Some things in life make you seriously question if human beings have truly evolved. There seem to be some basic instincts that you could never change no matter what environment you put someone in.
There seem to be basic instincts towards violence and when man (sorry but I'm using this term for this example) is not faced with danger and violence in his daily life, he seems to seek it out in his sports, or other areas. (I'd be the first to say this is where it belongs, sports is the healthiest method of expressing this urge!)
When the Romans "improved" things, and they were truly miraculous engineers, they had massive unemployment, and in order to content the masses they had to make the arenas to hold truly violent representations to get it out of the unemployed's systems.
I know it sounds funny but we all believe that we take better care of our health now. And yet, in many ways, humans used traditional methods of caring for their health, sometimes the weaker members died, or else they were protected and had their own niche in society; depending on what it was. And chicken pox either killed you or you survived and had the immunities.
No I wouldn't advocate the controversial topics column we had recently, of course. But I simply see the reliance on doctors and health care systems that create a dependency and people forget to see that the answer might very well be inside them.
I don't believe that maternal formula is progress, I see the way that it has created a commercial dependency throughout the world, under the guise of freeing women from a disagreable task. In Africa they adopted the custom, and cut the formula with impure water. Children therefore lost what immunities they had.
I studied a few of these questions in depth, the pros and cons, the condition of women in particular.

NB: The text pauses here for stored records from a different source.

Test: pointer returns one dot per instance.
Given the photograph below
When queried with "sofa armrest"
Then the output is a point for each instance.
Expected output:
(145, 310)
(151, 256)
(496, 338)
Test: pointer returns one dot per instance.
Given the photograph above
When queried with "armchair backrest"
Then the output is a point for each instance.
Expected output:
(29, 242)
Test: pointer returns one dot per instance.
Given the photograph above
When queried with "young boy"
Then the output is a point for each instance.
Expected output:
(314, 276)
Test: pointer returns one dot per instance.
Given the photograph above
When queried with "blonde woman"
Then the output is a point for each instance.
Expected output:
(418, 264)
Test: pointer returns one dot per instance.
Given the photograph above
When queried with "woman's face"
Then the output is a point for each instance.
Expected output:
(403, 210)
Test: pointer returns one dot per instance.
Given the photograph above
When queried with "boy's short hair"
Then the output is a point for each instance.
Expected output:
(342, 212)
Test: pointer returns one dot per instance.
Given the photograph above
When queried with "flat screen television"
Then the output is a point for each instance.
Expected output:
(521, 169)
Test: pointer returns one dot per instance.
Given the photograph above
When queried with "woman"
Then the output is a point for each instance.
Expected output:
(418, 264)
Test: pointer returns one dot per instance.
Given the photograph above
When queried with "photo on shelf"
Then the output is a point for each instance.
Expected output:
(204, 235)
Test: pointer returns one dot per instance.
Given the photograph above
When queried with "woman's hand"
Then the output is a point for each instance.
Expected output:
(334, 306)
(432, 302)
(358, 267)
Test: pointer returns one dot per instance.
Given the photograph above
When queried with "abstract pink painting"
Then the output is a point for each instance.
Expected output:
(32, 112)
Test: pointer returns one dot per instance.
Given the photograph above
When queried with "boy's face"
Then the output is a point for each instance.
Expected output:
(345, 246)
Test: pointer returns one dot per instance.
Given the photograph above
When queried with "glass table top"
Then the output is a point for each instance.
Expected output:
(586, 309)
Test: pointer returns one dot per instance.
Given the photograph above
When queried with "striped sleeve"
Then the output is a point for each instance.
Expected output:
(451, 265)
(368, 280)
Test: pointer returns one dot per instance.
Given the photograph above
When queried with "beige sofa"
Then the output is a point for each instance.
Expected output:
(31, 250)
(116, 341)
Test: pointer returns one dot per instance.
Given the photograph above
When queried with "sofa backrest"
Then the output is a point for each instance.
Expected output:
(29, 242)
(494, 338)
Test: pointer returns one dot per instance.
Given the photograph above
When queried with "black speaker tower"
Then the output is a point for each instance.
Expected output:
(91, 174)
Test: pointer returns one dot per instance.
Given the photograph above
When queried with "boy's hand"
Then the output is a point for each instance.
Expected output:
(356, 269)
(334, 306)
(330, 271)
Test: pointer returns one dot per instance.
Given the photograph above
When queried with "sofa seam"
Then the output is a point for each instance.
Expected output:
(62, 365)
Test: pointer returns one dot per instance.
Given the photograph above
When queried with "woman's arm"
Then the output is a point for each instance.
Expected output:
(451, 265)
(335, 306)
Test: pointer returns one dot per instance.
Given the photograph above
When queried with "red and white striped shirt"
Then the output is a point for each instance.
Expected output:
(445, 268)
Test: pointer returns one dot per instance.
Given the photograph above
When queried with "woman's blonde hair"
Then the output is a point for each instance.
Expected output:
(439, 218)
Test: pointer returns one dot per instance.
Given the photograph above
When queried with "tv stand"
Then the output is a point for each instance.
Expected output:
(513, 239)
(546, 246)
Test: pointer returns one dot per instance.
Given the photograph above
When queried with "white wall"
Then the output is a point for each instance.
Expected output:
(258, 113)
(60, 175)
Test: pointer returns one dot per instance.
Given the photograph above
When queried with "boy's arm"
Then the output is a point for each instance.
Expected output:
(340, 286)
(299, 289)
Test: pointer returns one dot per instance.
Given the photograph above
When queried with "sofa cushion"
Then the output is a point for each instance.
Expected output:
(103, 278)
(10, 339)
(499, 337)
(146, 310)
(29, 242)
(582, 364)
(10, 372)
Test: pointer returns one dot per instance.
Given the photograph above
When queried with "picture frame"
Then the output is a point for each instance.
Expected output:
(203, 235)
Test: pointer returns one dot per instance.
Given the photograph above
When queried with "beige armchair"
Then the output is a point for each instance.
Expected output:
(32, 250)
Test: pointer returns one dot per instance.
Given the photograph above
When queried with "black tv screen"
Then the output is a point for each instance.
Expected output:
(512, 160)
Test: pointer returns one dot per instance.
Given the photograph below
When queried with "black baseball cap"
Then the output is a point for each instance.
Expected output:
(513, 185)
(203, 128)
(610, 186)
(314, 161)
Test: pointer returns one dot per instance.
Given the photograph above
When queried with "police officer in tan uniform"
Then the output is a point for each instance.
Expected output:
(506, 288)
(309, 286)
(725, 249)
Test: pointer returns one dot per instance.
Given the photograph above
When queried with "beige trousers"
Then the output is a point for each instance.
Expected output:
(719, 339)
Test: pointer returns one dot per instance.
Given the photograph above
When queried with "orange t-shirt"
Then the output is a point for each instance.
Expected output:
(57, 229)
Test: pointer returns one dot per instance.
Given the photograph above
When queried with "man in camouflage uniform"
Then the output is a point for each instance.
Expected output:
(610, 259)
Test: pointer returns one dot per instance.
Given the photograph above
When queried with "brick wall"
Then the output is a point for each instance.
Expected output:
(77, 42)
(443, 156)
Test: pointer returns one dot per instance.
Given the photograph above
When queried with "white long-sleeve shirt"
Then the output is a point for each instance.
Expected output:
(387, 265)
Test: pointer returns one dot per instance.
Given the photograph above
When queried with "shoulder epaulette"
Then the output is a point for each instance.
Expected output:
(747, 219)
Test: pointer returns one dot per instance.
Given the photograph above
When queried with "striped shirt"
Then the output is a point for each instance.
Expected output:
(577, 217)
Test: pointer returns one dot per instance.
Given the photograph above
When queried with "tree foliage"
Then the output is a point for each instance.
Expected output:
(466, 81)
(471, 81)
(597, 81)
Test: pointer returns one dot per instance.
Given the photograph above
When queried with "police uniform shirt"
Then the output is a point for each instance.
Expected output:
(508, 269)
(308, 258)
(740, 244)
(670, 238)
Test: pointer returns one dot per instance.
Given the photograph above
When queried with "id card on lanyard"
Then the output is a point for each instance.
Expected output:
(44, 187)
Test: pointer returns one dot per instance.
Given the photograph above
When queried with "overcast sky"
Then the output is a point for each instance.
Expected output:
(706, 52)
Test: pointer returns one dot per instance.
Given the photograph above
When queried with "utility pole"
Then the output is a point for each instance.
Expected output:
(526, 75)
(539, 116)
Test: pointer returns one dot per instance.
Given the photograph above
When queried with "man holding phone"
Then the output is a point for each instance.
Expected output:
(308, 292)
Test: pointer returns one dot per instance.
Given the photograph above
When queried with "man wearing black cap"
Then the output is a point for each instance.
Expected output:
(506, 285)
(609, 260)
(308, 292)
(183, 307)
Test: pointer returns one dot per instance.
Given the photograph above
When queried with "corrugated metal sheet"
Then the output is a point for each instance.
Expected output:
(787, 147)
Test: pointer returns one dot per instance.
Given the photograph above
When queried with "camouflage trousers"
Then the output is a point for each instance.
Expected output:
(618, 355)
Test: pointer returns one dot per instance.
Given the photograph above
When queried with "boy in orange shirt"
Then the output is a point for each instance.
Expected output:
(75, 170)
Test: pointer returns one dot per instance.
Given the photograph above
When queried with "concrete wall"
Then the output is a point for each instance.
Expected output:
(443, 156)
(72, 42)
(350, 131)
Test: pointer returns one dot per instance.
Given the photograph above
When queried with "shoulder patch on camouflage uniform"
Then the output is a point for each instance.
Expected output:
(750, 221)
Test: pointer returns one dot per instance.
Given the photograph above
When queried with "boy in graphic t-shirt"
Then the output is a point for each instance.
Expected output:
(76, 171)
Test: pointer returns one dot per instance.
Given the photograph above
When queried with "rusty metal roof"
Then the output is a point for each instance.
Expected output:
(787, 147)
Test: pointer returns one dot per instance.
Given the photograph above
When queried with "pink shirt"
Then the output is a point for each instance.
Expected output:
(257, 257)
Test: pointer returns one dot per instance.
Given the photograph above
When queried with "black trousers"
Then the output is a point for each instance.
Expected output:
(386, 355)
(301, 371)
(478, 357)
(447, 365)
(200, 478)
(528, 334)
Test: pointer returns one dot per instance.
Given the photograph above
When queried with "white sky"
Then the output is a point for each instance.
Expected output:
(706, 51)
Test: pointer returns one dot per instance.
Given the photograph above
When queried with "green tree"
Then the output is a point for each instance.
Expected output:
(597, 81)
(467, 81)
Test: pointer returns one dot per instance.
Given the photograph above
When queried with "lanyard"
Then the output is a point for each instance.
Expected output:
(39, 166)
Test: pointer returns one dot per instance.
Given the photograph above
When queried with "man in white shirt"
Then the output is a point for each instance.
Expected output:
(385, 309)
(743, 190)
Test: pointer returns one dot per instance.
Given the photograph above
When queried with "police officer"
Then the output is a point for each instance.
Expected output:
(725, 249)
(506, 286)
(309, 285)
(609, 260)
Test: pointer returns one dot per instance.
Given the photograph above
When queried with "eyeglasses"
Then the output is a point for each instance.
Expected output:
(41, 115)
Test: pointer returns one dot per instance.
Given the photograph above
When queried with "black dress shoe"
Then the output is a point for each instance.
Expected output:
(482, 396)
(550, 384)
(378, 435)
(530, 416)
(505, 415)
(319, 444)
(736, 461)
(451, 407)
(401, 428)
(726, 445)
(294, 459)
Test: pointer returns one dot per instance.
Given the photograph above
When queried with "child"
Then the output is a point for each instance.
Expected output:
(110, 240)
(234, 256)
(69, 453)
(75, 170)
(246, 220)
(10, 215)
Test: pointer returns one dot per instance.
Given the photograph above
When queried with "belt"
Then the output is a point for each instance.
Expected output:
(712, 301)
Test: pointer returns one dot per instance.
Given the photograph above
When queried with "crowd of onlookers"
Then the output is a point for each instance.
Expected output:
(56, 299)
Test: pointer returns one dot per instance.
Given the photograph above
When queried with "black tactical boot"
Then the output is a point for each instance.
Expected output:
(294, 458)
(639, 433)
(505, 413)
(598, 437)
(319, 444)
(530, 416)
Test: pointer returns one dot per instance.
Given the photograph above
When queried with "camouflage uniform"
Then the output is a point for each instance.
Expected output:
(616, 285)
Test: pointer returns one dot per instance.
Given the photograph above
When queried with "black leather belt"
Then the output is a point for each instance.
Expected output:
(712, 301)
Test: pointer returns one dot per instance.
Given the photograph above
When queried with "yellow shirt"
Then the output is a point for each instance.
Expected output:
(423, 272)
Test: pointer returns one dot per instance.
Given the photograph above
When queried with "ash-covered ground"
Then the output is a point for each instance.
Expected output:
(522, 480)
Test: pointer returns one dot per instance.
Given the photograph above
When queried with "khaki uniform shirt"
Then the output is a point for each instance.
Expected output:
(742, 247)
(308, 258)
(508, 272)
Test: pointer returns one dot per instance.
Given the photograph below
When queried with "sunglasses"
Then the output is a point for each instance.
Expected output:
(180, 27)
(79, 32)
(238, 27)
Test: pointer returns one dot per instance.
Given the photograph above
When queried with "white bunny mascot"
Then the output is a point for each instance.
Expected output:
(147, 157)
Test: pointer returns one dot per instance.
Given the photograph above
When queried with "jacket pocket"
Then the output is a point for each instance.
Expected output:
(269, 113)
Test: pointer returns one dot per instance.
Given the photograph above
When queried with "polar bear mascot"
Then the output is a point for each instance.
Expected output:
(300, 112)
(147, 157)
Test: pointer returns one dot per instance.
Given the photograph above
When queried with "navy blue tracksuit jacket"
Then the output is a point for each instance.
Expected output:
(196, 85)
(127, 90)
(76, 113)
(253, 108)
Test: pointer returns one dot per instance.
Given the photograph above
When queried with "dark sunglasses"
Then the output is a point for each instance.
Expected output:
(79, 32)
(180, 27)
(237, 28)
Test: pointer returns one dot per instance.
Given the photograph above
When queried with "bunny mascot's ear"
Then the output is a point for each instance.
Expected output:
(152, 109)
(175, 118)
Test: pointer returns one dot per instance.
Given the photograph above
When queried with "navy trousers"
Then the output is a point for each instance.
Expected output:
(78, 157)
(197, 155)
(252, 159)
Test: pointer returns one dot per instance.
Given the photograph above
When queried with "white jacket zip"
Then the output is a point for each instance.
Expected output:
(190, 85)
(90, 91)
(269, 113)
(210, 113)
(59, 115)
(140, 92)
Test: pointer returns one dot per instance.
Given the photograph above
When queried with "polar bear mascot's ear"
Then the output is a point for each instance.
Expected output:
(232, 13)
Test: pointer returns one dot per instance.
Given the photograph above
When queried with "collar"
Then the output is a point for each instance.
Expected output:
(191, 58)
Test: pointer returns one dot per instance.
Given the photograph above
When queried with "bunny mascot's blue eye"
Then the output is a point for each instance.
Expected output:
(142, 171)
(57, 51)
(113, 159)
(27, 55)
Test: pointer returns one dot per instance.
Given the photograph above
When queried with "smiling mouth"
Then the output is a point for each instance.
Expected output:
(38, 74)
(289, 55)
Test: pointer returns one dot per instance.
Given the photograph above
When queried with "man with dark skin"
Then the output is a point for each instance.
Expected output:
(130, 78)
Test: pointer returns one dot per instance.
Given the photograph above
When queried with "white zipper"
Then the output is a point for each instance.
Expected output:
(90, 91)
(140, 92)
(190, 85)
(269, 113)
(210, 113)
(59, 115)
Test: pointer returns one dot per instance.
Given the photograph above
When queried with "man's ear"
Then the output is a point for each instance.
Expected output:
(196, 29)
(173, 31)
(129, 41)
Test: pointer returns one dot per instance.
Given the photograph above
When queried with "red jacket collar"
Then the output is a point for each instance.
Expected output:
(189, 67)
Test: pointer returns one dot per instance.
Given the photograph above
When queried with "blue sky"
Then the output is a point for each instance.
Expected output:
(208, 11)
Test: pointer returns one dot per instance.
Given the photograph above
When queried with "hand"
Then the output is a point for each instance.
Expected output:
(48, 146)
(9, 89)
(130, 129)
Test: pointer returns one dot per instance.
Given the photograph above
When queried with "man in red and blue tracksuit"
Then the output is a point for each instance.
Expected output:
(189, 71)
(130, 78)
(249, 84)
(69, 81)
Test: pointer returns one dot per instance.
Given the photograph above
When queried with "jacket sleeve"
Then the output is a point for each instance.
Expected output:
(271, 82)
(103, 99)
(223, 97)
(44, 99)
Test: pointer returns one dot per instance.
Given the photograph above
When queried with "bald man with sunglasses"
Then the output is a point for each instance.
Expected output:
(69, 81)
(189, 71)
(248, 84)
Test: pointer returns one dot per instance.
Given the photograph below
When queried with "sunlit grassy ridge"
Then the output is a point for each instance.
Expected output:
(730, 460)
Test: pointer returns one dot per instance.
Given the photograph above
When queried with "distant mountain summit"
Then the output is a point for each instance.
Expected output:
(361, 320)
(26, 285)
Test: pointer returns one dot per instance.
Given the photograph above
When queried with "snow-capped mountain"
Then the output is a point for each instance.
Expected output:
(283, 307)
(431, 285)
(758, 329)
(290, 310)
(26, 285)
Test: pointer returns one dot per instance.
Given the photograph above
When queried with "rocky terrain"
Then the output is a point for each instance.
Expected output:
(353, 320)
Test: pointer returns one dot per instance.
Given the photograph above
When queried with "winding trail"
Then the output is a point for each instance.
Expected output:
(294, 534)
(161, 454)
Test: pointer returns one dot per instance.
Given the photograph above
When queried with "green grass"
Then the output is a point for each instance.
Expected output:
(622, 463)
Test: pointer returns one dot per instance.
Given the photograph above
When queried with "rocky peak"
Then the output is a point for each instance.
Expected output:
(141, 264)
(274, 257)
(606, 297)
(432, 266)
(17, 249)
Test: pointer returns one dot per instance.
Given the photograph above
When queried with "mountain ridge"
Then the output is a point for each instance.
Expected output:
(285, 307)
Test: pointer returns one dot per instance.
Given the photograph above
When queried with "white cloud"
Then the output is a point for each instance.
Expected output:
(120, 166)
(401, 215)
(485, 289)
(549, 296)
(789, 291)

I do not have a typical view though.
I also advocate supporting other women in whatever choice they make, in a more traditional society perhaps, you had a place. Mothers weren't excluded in a little cell, the home, without friends, relatives, mothers and grandmothers and aunts to help them. And then blamed in the end for whatever problems arose.
No matter what social class you came from the children were either brought up with household help amongst the affluent, or relatives, or in an agricultural society the mother took her baby with her to work.
Handicapped people usually had a niche in a village society. They still do here in Europe in some places.
Rather than putting them in a center, they had useful jobs and could contribute to the life.
You'll also notice that pharmaceutical progress is relying heavily on products that come from the Amazon forest and nature. Even traditional medicine uses them.
Of course I believe there is progress, but sometimes things in the basic nature of humankind, come back to haunt us.
And we have to look at them and wonder.
And we also have to live in the world we have or else improve it.